SAUH BAGI JIWA
“Jauhkanlah dari padaku kecurangan dan kebohongan. Jangan berikan kepadaku kemiskinan atau kekayaan. Biarkanlah aku menikmati makanan yang menjadi bagianku. Supaya, kalau aku kenyang, aku tidak menyangkal-Mu dan berkata: Siapa TUHAN itu? Atau, kalau aku miskin, aku mencuri, dan mencemarkan nama Allahku“
(Amsal 30:8-9)
“Jauhkanlah dari padaku kecurangan dan kebohongan. Jangan berikan kepadaku kemiskinan atau kekayaan. Biarkanlah aku menikmati makanan yang menjadi bagianku. Supaya, kalau aku kenyang, aku tidak menyangkal-Mu dan berkata: Siapa TUHAN itu? Atau, kalau aku miskin, aku mencuri, dan mencemarkan nama Allahku“
(Amsal 30:8-9)
Menjadi orang yang sangat kaya raya mungkin adalah impian dari banyak orang. Jika kita mempunyai harta yang berlimpah, ada banyak hal yang bisa kita lakukan tanpa perlu khawatir akan uang. Ingin memiliki rumah? Tinggal pilih lokasi dan langsung beli tanpa timbang-timbang lagi harganya. Ingin memiliki mobil? Tinggal ke showroom lalu memilih model dan warna lalu bayar tanpa tengok-tengok lagi jumlah nolnya. Ingin jalan-jalan keluar negeri? Tinggal pilih tujuan dan berangkat saja. Ingin berburu kuliner pun menjadi perkara sepele: sarapan pagi di Singapura, makan siang di Bangkok dan makan malam di Macao. Hal tersebut mudah saja dilakukan jika kita memiliki segala-galanya.
Oh, sungguh indahnya jadi orang kaya. Tapi benarkah demikian? Jangan senang dulu, ternyata kekayaan bukan jaminan kebahagiaan. Banyak juga orang kaya yang tidak berbahagia; mereka banyak mengalami tekanan, hidup dalam kekuatiran dan ketakutan, bahkan tidak sedikit yang mengakhiri hidupnya dengan bunuh diri. Selain itu, tidak sedikit juga yang imannya berubah karena kekayaan. Jadi apakah sekarang kita masih berpikir bahwa kalau kita kaya raya, kita pasti bahagia?

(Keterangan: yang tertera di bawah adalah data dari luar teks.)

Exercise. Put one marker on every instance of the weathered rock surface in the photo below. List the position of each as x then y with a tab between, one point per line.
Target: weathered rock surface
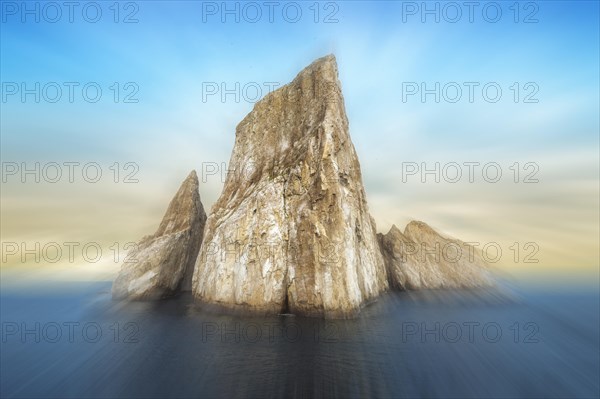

Di dalam Alkitab, ada seorang tokoh yang memohon kepada Tuhan supaya ia tidak miskin tapi juga tidak kaya. Kalau permohonan “jangan miskin” itu pasti semua sepakat, tetapi kalau permohonan “jangan kaya” ini sesuatu yang tak lazim. Tapi alasan Agur bin Yake menulis permohonan ini ternyata cukup mendasar. Tersirat dalam permohonannya bahwa dalam kaya atau miskin, bisa muncul kecurangan dan kebohongan. Dalam kemiskinan, kita bisa jadi pencuri, sedangkan dalam kekayaan kita bisa lupa akan Tuhan. Lalu apa yang harus kita lakukan sekarang?
Mari kita baca permohonan Agur yang satu ini, “Biarkanlah aku menikmati makanan yang menjadi bagianku.” Daripada meminta kekayaan, lebih baik kita meminta suatu kecukupan. Jika kita merasa cukup dengan apa yang kita miliki, kita dapat terhindar dari sikap bersungut-sungut atau mencemarkan nama Tuhan. Kita juga mau belajar untuk mengakui bahwa semua yang kita miliki adalah dari Tuhan, sehingga kita tidak menyombongkan diri. Permohonan Agur bin Yake ini sangat menarik dan mempunyai makna yang dalam. Pada hari ini, marilah kita mau merenungkan perkataan tokoh ini.
Selamat beraktivitas dan Tuhan Yesus memberkati.